Shared metabolic and immune-inflammatory, oxidative and nitrosative stress pathways in the metabolic syndrome and mood disorders

- Mood disorders are highly comorbid with the metabolic syndrome (MetS).
- Immune and metabolic pathways in MetS are associated with mood disorders.
- Increased atherogenicity, but not insulin resistance, is strongly associated with mood disorders.
- The immune-metabolic biomarkers are new drug targets in comorbid MetS and mood disorders.
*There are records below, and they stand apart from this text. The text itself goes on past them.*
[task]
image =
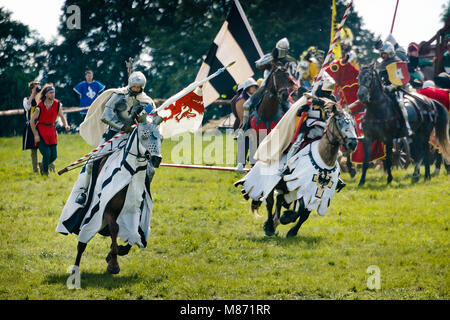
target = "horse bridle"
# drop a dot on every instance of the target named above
(335, 142)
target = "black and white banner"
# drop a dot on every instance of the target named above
(234, 42)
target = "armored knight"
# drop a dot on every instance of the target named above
(392, 58)
(314, 125)
(121, 109)
(279, 55)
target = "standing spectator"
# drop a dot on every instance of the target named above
(43, 125)
(88, 91)
(446, 60)
(29, 104)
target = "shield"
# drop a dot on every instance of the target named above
(398, 73)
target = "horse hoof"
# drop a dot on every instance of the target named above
(291, 234)
(288, 216)
(113, 269)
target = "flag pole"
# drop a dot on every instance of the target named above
(395, 14)
(330, 51)
(189, 88)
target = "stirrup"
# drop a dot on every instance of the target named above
(341, 184)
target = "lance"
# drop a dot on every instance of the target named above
(189, 88)
(330, 51)
(193, 166)
(168, 102)
(393, 19)
(90, 154)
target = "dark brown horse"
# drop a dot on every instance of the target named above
(144, 148)
(274, 104)
(381, 122)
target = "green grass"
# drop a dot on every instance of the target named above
(205, 244)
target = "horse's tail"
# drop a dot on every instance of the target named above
(442, 130)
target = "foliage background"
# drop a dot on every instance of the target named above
(167, 39)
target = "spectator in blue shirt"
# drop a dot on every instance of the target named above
(88, 91)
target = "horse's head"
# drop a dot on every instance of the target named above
(150, 139)
(341, 128)
(367, 79)
(281, 83)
This review examines the shared immune-inflammatory, oxidative and nitrosative stress (IO&NS) and metabolic pathways underpinning metabolic syndrome (MetS), bipolar disorder (BD) and major depressive disorder (MDD). Shared pathways in both MetS and mood disorders are low grade inflammation, including increased levels of pro-inflammatory cytokines and acute phase proteins, increased lipid peroxidation with formation of malondialdehyde and oxidized low density lipoprotein cholesterol (LDL-c), hypernitrosylation, lowered levels of antioxidants, most importantly zinc and paraoxonase (PON1), increased bacterial translocation (leaky gut), increased atherogenic index of plasma and Castelli risk indices; and reduced levels of high-density lipoprotein (HDL-c) cholesterol. Insulin resistance is probably not a major factor associated with mood disorders. Given the high levels of IO&NS and metabolic dysregulation in BD and MDD and the high comorbidity with the atherogenic components of the MetS, mood disorders should be viewed as systemic neuro-IO&NS-metabolic disorders. The IO&NS-metabolic biomarkers may have prognostic value and may contribute to the development of novel treatments targeting neuro-immune, neuro-oxidative and neuro-nitrosative pathways.